You may have thought that varicose veins only show up when you enter your golden years, but unfortunately, you were wrong. Many women find that varicose veins make an unwelcome appearance during their pregnancy. Varicose veins are harmless, but they’re most definitely unsightly. They are blue or purple squiggly lines and they most commonly show up on the legs. They might feel itchy after a long day of standing, but most women don’t feel them at all. They show up during pregnancy because your blood volume increases and it becomes more difficult for your veins to work against gravity. Your vein walls also become looser because of the relaxin in your body, so the veins hold more blood. If you’ve been pregnant before, your varicose veins will get worse with every successive pregnancy, so they’ll be worse after your first baby. Additionally, you’ll be more likely to get them if you’re overweight during your pregnancy, as there will be more pressure on the veins.

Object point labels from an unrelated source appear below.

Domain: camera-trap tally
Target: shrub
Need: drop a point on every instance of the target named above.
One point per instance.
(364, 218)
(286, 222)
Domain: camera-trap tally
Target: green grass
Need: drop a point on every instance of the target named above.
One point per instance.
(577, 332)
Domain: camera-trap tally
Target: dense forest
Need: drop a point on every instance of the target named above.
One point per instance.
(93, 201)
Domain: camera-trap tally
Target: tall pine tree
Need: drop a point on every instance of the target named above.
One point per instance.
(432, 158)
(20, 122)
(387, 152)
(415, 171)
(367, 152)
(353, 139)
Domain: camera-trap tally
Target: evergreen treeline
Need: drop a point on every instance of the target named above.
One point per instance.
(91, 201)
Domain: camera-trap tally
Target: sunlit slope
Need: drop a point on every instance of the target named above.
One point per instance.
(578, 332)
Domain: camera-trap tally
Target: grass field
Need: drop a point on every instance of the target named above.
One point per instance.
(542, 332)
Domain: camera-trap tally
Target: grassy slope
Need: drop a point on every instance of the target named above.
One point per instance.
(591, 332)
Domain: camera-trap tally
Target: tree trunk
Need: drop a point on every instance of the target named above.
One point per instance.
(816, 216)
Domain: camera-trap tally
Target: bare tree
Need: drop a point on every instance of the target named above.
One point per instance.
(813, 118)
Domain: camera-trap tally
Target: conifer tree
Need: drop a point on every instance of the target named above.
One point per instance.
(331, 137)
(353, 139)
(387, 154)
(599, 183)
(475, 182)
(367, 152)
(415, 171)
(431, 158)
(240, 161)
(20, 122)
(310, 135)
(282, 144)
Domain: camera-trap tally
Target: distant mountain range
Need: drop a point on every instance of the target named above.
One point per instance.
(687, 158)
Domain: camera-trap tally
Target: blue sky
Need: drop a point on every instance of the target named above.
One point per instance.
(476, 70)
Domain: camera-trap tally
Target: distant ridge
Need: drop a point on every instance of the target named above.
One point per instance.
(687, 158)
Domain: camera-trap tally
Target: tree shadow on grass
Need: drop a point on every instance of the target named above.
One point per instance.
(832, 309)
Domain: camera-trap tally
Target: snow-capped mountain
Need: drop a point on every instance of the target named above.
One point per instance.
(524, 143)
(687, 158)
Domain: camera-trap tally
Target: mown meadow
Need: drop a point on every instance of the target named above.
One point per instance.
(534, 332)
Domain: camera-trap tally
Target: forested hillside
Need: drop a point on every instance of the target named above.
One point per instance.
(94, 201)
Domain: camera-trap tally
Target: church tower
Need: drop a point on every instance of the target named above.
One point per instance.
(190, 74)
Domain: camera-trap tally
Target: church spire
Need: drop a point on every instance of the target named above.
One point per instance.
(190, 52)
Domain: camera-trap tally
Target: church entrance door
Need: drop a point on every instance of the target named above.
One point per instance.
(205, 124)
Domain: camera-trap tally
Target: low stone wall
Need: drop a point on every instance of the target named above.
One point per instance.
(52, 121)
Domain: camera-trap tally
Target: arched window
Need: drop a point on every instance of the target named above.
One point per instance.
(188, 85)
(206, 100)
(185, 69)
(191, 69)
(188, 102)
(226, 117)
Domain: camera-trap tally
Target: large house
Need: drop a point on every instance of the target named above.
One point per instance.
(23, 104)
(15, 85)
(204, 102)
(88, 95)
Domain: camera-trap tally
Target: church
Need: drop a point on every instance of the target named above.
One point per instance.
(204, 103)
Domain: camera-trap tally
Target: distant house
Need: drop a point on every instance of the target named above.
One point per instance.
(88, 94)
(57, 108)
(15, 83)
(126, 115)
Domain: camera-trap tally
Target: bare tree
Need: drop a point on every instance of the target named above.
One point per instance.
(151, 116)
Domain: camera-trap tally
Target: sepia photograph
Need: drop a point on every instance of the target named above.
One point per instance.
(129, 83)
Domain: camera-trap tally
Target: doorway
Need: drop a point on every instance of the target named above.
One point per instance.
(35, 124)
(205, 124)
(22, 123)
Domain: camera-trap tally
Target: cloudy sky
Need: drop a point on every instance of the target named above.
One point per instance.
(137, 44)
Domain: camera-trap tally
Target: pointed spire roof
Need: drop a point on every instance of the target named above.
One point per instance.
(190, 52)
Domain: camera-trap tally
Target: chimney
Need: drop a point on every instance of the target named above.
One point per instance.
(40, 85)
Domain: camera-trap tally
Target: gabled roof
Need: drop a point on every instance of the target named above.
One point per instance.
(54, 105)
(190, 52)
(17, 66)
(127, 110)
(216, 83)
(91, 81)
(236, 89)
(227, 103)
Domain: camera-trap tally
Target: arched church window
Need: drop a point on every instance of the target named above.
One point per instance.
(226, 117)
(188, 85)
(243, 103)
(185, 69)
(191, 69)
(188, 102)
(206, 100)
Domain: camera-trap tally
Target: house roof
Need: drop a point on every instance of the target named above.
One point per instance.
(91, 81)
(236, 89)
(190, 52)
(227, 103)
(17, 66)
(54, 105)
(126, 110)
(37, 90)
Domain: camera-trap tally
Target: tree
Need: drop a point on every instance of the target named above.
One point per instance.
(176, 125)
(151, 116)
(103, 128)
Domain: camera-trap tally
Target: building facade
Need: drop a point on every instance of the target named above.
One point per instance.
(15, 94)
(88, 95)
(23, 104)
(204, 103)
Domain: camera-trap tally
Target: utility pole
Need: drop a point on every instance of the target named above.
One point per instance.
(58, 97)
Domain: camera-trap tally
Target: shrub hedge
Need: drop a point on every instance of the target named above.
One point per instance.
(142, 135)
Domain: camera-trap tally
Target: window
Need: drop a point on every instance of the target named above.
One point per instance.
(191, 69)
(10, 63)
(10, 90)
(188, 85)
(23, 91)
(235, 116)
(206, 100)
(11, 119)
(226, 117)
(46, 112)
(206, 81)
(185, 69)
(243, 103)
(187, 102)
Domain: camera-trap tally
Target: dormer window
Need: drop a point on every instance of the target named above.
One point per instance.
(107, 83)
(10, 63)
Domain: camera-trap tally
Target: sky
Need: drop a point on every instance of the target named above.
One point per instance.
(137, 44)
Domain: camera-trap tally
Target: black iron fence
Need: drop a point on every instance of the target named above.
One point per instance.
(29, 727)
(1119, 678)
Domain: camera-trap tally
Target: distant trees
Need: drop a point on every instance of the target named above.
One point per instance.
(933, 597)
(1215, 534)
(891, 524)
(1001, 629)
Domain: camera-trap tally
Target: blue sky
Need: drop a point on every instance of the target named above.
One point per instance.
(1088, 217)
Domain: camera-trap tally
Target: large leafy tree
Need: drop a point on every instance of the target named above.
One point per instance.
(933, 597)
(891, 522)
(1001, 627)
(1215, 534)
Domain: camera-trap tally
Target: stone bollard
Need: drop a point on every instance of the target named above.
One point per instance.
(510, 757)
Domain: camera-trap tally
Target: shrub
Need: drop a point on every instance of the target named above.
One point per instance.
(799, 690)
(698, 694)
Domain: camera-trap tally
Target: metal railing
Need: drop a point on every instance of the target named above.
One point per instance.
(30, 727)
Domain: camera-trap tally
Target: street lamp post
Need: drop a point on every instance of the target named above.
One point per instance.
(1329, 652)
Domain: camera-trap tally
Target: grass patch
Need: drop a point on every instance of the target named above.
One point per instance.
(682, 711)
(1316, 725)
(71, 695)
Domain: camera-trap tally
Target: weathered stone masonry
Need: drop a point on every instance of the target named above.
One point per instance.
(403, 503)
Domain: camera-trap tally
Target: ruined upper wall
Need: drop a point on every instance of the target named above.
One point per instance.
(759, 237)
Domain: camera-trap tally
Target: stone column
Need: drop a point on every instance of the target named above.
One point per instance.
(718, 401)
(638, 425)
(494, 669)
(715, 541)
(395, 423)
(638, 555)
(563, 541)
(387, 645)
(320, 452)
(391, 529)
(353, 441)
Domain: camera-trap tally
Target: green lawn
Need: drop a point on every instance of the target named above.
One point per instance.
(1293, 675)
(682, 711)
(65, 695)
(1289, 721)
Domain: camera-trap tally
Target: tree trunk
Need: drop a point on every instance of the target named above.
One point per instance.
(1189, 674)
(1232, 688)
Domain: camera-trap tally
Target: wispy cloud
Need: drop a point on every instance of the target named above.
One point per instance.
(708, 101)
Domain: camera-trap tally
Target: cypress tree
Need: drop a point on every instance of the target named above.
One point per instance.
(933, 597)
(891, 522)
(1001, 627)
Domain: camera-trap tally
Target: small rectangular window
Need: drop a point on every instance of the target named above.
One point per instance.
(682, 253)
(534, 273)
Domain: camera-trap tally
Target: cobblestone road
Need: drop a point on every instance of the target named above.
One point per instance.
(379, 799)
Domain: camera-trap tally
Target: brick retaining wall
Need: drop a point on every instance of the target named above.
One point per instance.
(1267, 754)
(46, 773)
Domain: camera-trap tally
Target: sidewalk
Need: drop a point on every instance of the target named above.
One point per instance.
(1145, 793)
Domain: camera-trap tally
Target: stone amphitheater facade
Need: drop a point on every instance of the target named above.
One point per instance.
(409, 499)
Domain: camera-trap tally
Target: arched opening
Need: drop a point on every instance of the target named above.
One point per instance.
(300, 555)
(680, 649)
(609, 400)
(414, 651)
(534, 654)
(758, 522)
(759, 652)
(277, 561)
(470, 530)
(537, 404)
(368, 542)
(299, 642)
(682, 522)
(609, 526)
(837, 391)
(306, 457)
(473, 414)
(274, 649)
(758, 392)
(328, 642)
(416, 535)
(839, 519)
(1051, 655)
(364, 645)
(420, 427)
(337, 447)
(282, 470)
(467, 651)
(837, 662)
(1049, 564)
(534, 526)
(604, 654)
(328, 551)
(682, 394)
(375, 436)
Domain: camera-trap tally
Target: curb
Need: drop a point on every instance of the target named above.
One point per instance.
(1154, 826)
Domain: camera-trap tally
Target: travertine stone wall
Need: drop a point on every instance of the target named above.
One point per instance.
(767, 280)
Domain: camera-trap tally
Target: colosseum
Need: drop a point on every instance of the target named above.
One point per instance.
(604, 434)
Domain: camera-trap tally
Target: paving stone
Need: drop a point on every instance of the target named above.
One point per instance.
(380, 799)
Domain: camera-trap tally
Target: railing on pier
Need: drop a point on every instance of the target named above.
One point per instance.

Studies show that there are a few ways you can prevent getting varicose veins during your pregnancy. Daily exercise will increase your circulation, which will make it easier for your veins to pump your blood up to your heart. Therefore, blood won’t collect in the veins in your legs. You should also avoid standing in one place for too long while you’re pregnant. If your job requires extended standing, make sure you take frequent breaks and move around to promote circulation. Sleeping on your left side will also prevent them, because it relieves pressure on the inferior vena cava, which is a large vein on the right side of your body.

One of the most effective ways to prevent them is to wear special pantyhose designed to inhibit varicose veins. They’re especially tight in certain areas so that blood flows properly. However, some women find these particularly uncomfortable, especially during pregnancy. If you can bear the feeling, you should wear them, because they will help.

Varicose veins during your pregnancy are harmless, and unless you had them before you became pregnant, they’ll fade away once your body returns to its normal size. You should only be concerned if you notice dark spots around the veins that look like blood clots. If your varicose veins don’t seem to go away, speak to your doctor about treatment options to minimize their appearance, but only after you’ve given birth.